Interface: The buttons of the remote control. Users know how these buttons are supposed to function.
Concrete class: Toshiba RC, Philips RC, JVC RC - what's inside the box is the concrete implementation.
Abstract class: The stencil a tailor uses in order to create a Made to measure garment. While You can't wear the stencil itself it is used to produce suits You can wear - the suits are "derived" from the stencil.
Interface: A dress code.
A good example is a calculator. Inside a calculator is a circuit board that has connections between its display, buttons, and a logic processor.
The circuit board acts like an abstract class. It provides the plumbing for any calculator built with it. In addition, it has certain interfaces that connect to a display, to an array of buttons, and to a logic processor.
In turn, any display manufactured to work with the circuit board must have a connector that fits the display interface on the circuit board. The same goes for the buttons and the logic processor, the latter likely having a certain arrangement of pins that align with the interface on the circuit board.
A developer using OOD would create an abstract class, CalculatorBase, to define the plumbing between the buttons, the display, and the internal logic. The abstract class would also specify how derivative classes use this plumbing to respond to certain events.
CalculatorBase, however, wouldn't depend on a specific display, a specific set of buttons, or even a specific implementation of logic. Instead, the developer specifies an interface for each, such as ICalculatorDisplay, for example. ICalculatorDisplay would specify how CalculatorBase expects to interact with a display. CalculatorBase would then work with any display that implements ICalculatorDisplay.
(In some languages, abstract class is used the same way as an interface, so it may be confusing)
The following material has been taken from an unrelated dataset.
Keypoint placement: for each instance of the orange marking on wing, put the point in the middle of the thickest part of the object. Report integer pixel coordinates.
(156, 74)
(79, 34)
A handful of classes that all have a certain common interface is like a handful of words that can fill in the the blank in a sentence. Example:
____ has wings
Chicken has wings
Airbus A320 has wings
However, the classes themselves, while they can all fit the blank in the sentence, do not have any relatioship in between. Chicken is a fowl while Airbus A320 is an aircraft. The only commonality is that they both have something that we call "wings". (You can also say that the true meanings of the "wings" are different in the two situations.)
class IHasWings : public IUnknown
{
public:
// IUnknown methods: (Inherited)
// IHasWings methods:
virtual HRESULT GetWingSpan([out] double* pdblWingSpan) = 0;
virtual HRESULT IsWingMovable([out] BOOL* pIsMovable) = 0;
virtual HRESULT IsWingDetachable([out] BOOL* pIsDetachable) = 0;
};
class Chicken : public ... ..., public IHasWings
{
};
class AirbusA320 : public ... ..., public IHasWings
{
};
Very simply put, an interface defines how you can talk to me.
Whereas an abstract class could define one of my talents such as playing the guitar. The problem is that "playing guitar," by itself isn't really that useful. But we could use this ability to create a type of person, such as a musician (which we could say is a class).